2016-03-04 Saatler Mobilya
Eninde sonunda kitaplık ve kitaplar gibi saatler de, (= saatlar olması gerekmiyor mu bunun? Saatları ayarlama???) kol saatleri değil tabii, adi kol saatleri hiç değil (Omax, Nacar mesela), bir mobilya, decoration sonuçta. O yüzden herhalde batılı dillerde kol saatleri, duvar saatleri, masa saatleri, meydan saatleriyle aynı kelimeler değil. Watch, wrist watch ve Clock. Saatçiler daha çok kol saati satanlar, kol saati tamir edenler. Saatçi dediğimizde akla gelen o, Hüseyin, Nedim, Doğan. Çalar saat. Sabah erken uyanmak. Ezansız bir dünya. Minarelerinden Sait Faik’in Semaver hikayesinin okunduğu. İlk cümlesinde sabah ezanı geçen. Çocukluğumun sarkaçlı duvar saatli zengin evleri (dev bir kol saati şeklinde duvar saati vardı… Tamerlerin eviydi galiba, Üçyol’da). Her saat başı herkesin dönüp baktığı. Hislon marka. Herkesin işsiz olduğu bin saatli evler. Her allahın günü oda oda dolaşıp saat kuran dedeler. Cerrah titizliği. Çocuklara saat elletmemeler. Oyuncak değil o! Sünnetle ödenmiştir diyet aslında.
Saati soranlar bilmezler.
2016-03-09 Bacanak
In Lydia Davis’ story Albert Einstein says people are all the same madam. We are comparing to Japanese violin player to German composer.

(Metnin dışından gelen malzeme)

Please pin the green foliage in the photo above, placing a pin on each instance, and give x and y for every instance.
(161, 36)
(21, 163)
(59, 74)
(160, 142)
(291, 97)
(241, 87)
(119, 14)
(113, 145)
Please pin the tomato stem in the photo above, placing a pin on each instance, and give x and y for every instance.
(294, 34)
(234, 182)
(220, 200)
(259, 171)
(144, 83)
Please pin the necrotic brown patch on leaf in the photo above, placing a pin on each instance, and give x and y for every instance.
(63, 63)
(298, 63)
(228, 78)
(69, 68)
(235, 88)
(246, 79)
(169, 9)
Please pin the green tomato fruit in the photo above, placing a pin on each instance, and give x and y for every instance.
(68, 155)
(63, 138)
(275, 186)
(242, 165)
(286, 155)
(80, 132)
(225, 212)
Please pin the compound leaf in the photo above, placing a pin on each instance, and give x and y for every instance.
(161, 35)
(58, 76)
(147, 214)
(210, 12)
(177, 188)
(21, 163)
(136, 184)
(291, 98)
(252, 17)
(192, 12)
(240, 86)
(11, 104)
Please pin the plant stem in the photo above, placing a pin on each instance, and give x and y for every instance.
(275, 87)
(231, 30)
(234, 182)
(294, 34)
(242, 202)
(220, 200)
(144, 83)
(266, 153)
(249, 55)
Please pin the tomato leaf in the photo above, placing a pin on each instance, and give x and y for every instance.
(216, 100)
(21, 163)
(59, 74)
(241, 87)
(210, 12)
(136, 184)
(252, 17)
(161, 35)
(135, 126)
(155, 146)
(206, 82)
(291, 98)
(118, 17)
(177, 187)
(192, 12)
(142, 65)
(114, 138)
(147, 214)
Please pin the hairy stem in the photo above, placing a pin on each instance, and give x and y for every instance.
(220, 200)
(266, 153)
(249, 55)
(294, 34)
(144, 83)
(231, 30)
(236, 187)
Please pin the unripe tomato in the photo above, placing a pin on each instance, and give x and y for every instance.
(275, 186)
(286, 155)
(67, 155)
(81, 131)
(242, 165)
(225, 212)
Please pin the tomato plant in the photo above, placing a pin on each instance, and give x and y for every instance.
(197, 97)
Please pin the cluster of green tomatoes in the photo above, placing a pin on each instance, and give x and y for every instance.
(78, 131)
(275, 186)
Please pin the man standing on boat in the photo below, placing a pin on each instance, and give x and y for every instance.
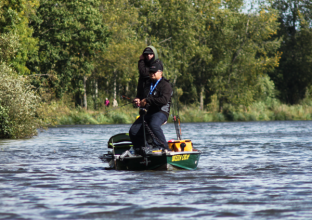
(148, 57)
(155, 96)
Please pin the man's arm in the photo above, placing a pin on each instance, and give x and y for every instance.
(163, 99)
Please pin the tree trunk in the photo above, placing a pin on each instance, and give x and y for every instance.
(96, 94)
(85, 104)
(115, 86)
(202, 90)
(221, 104)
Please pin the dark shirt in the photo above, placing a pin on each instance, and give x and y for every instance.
(160, 99)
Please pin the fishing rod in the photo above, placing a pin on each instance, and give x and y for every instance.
(176, 117)
(123, 97)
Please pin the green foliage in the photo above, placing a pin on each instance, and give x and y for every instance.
(14, 20)
(294, 74)
(71, 33)
(18, 106)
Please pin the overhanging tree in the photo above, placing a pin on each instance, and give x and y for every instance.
(71, 33)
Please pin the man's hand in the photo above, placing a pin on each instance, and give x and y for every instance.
(137, 102)
(143, 103)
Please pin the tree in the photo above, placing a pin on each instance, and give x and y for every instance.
(71, 33)
(293, 77)
(118, 65)
(14, 19)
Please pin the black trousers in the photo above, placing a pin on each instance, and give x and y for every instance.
(154, 121)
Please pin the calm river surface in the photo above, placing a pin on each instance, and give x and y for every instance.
(248, 170)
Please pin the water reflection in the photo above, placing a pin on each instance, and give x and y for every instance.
(253, 170)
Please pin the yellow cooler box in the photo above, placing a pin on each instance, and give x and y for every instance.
(180, 145)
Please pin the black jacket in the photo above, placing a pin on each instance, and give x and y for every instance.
(160, 99)
(143, 67)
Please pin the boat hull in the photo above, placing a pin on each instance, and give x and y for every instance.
(168, 161)
(120, 157)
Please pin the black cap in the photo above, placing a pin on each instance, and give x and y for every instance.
(148, 51)
(155, 67)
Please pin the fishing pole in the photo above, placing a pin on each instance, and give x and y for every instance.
(127, 99)
(176, 118)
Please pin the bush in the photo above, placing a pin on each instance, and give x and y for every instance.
(18, 106)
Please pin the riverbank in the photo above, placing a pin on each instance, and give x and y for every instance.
(62, 115)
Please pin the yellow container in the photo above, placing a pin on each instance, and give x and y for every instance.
(180, 145)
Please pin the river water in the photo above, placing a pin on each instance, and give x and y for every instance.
(248, 170)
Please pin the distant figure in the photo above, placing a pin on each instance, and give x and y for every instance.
(115, 103)
(106, 102)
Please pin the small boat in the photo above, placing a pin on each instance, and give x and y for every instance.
(182, 155)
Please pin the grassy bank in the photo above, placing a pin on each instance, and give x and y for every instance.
(62, 115)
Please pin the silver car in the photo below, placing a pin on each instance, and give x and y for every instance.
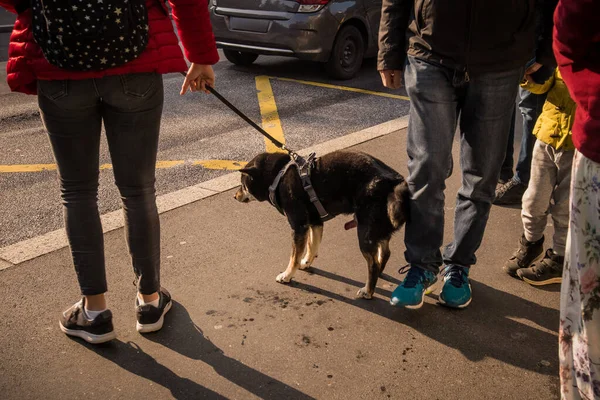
(339, 33)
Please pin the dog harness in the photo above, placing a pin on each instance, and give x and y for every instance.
(304, 167)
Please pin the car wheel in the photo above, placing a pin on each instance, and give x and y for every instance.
(240, 57)
(347, 53)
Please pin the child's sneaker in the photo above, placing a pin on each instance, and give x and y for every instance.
(525, 255)
(411, 292)
(74, 322)
(150, 318)
(546, 272)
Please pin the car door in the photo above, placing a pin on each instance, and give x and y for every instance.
(373, 15)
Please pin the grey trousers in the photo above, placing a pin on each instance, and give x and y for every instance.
(548, 193)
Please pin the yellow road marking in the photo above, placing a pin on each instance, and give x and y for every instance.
(346, 88)
(27, 168)
(208, 164)
(268, 111)
(221, 164)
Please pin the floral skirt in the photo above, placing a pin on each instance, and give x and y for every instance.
(579, 332)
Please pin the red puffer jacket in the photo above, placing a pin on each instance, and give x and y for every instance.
(577, 50)
(26, 63)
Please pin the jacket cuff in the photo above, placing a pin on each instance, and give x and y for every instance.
(391, 60)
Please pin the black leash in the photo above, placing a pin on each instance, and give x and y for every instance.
(249, 121)
(303, 165)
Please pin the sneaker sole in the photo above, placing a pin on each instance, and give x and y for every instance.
(429, 290)
(515, 275)
(441, 301)
(147, 328)
(542, 283)
(88, 337)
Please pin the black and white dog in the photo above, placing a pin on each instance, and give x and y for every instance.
(346, 183)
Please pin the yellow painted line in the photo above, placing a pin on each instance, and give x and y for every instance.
(346, 88)
(221, 164)
(7, 169)
(208, 164)
(268, 111)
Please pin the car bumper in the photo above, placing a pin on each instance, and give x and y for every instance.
(306, 36)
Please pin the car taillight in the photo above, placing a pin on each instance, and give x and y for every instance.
(311, 5)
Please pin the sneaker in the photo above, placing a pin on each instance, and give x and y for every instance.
(150, 318)
(546, 272)
(412, 290)
(456, 292)
(510, 193)
(525, 255)
(74, 322)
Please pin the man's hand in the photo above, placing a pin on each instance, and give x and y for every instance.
(197, 77)
(391, 78)
(533, 69)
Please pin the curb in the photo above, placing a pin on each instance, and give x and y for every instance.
(29, 249)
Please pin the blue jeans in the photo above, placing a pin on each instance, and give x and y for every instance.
(530, 106)
(485, 104)
(130, 106)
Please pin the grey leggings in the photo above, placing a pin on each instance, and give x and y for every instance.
(130, 107)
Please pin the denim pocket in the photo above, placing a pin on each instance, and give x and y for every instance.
(139, 85)
(53, 90)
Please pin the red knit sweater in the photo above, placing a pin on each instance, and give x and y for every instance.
(26, 63)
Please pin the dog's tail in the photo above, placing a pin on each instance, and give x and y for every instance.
(398, 205)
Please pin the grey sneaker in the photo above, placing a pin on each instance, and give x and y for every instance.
(525, 255)
(546, 272)
(511, 193)
(150, 318)
(74, 322)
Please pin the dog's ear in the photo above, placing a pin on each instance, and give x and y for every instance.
(252, 171)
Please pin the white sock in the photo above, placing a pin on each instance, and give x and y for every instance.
(153, 303)
(90, 314)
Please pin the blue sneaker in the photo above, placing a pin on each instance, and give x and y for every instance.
(456, 292)
(417, 283)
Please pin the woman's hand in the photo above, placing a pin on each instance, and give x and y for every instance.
(391, 78)
(197, 77)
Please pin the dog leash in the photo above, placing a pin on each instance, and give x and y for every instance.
(303, 165)
(249, 121)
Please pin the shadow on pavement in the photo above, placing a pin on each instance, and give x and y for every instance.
(489, 327)
(132, 358)
(187, 339)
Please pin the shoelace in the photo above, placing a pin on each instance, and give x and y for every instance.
(414, 276)
(455, 275)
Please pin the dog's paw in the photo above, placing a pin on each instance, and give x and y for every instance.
(364, 293)
(283, 278)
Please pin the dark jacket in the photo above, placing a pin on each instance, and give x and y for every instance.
(471, 35)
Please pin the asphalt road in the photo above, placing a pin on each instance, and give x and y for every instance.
(194, 127)
(235, 333)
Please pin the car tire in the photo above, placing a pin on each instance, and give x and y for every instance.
(347, 54)
(240, 57)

Bütün bunlar bir yana tabii ki bacanak. Bacanağın başına ne geldiğini bir türlü öğrenemedik. Açık açık söylenmediği için mi, tam emin değilim. Üstü kapalı olarak birçok yerde anıldığı anıştırıldığı ve kendisine gereken önem verilmediği için bize kalp kırıklığıyla güceniklikle bakan bacanağı bir türlü anlayamadık. Şimdi akılsız adamın, akılsız adamın oğlunun en önemli özelliklerinin ikisinin de sadece bacanak olduklarını öğrenmek olduğunu görüyoruz. Birbirlerinin bacanağı olan bu baba-oğul bize edebiyatımızda tahmin edemeyeceğimiz kadar güzel hoş ve eşine ender rastlanan iki karakter sunmuştu. Bu iki karakterin alaşımından bileşiminden oluşan bacanağı beklemek de okurlar olarak hakkımız. Bazı şeyleri herkesin anlaması gerekmiyor.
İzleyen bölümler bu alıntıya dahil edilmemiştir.